Page MenuHomePhabricator

Logging options for apache httpd in k8s
Open, HighPublic

Description

Let's start with the requirements:

  • We need to be able to tail/grep/search these logs with ease, for debugging purposes. Logstash is ok only if it can be fast and reliable (any lag would kill our ability to debug things while they happen)
  • We need to be able to run mtail on those logs
  • We produce, daily, around 330 GB of API access logs and 190 GB of website access logs, over all of our traffic

Solution 1

We create a directory on the k8s node that works as a hostpath in all apache containers, and we make apache write its logs there, with a filename depending on the pod name.
Mtail can then run as a DaemonSet parsing those logs.

Open issues:

  • Creates i/o on the k8s hosts
  • Log rotation would be somewhat challenging

Solution 2
We make apache send its logs to logstash and a central log server(s) by logging to a piped command

In this case, logs would not be persisted on the individual server, but sent out to a central syslog server where they'd be stored for N days (as I said, we need ~ 500 GB / day of uncompressed logs, which become ~ 100 GB/day for compressed logs. Data could also be sent to logstash (at least sampled) for further and easier analysis. Mtail would have to be run on the central log server.

Open issues:

  • might lose logs if the central server is not HA
  • needs piped logging, which is not always great for performance, and probably for us to implement a better logger than apache's own.
  • log retention

I see advantages to both approaches, but I'll like to hear from the observability folks what they think is the best solution.

Event Timeline

Joe triaged this task as High priority.Oct 19 2020, 8:50 AM
Joe created this task.
Joe added a project: observability.
Joe added a comment.Oct 19 2020, 9:07 AM

Additional datapoint that was required: we should be sending ~ 10/15k messages per second to the central log server, depending on traffic.
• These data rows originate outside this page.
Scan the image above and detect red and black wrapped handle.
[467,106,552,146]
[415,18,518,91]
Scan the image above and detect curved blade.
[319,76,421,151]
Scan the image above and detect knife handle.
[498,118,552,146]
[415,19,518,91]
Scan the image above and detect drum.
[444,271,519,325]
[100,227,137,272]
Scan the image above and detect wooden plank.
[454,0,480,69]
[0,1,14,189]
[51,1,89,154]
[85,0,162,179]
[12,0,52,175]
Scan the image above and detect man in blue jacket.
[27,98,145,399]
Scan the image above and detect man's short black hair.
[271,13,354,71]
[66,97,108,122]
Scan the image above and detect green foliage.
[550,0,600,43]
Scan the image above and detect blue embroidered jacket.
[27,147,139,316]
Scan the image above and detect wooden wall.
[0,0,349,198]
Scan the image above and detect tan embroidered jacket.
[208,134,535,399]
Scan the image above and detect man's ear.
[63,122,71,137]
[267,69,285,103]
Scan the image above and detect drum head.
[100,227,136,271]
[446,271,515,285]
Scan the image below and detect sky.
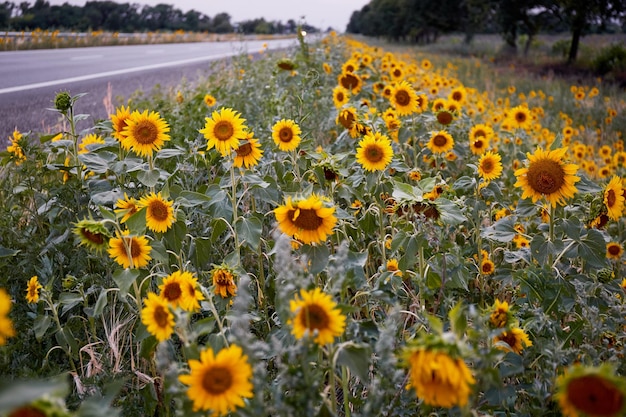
[48,0,370,32]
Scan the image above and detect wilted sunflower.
[493,327,533,355]
[141,292,174,342]
[272,119,302,152]
[72,219,111,253]
[478,151,502,181]
[137,192,176,233]
[199,108,247,156]
[178,345,254,416]
[26,275,43,303]
[109,230,152,268]
[0,288,15,346]
[121,110,170,157]
[604,175,624,220]
[389,81,419,116]
[555,364,626,417]
[274,194,337,244]
[356,132,393,171]
[233,132,263,168]
[426,130,454,153]
[515,147,580,207]
[288,288,346,345]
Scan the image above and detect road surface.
[0,39,297,145]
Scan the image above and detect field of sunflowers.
[0,33,626,417]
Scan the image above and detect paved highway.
[0,39,297,145]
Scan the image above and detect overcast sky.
[48,0,370,32]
lmata added a subscriber: lmata.Oct 19 2020, 3:09 PM

Couple of points

We create a directory on the k8s node that works as a hostpath in all apache containers, and we make apache write its logs there, with a filename depending on the pod name.

Another con is that unless we can rely on an env var we might have to change on-disk the configuration of apache per pod, which means every config will become a snowflake as far as hashing functions like md5 or such goes. It will also require that we effectively do mutable images (and we might want to avoid that).

Mtail can then run as a DaemonSet parsing those logs.

Or just via puppet, at least in the beginning, which should make the migration easier.

Log rotation would be somewhat challenging

Yes, quite a bit given that the node will have to inform all the apaches in all the pods that it needs to logrotate their logs.

  • Let me add that we 'll probably need to repartition k8s nodes for Solution 1 as the bulk of the disk is given to container and not to the host / fs or any dedicated log fs.

Creates i/o on the k8s hosts

Indeed, but it might or might not be an issue. We 'll need some numbers on that. Intuitively I don't think that it would become an issue, but it makes sense to keep an eye out for that.

The interesting question is how much of that will be a problem in Solution 2 as the centralization is going to just exacerbate that.

There is also a solution 3 where we hybrid between solution 1 and solution 3. A node level daemon that just just waits for log messages on a unix socket, with that socket being bind mounted to pods and apache writing to it. That component can sample if wanted and route where needed. Interestingly we got already a component that can do routing and throttling with message dropping, fluent-bit.

lmata added a comment.Tue, Nov 3, 5:51 PM

Just dropping a quick update here, we should schedule some time to review options. Had a brief exchange with @akosiaris and we'll get the team together for a discussion on proposed paths and collaboration.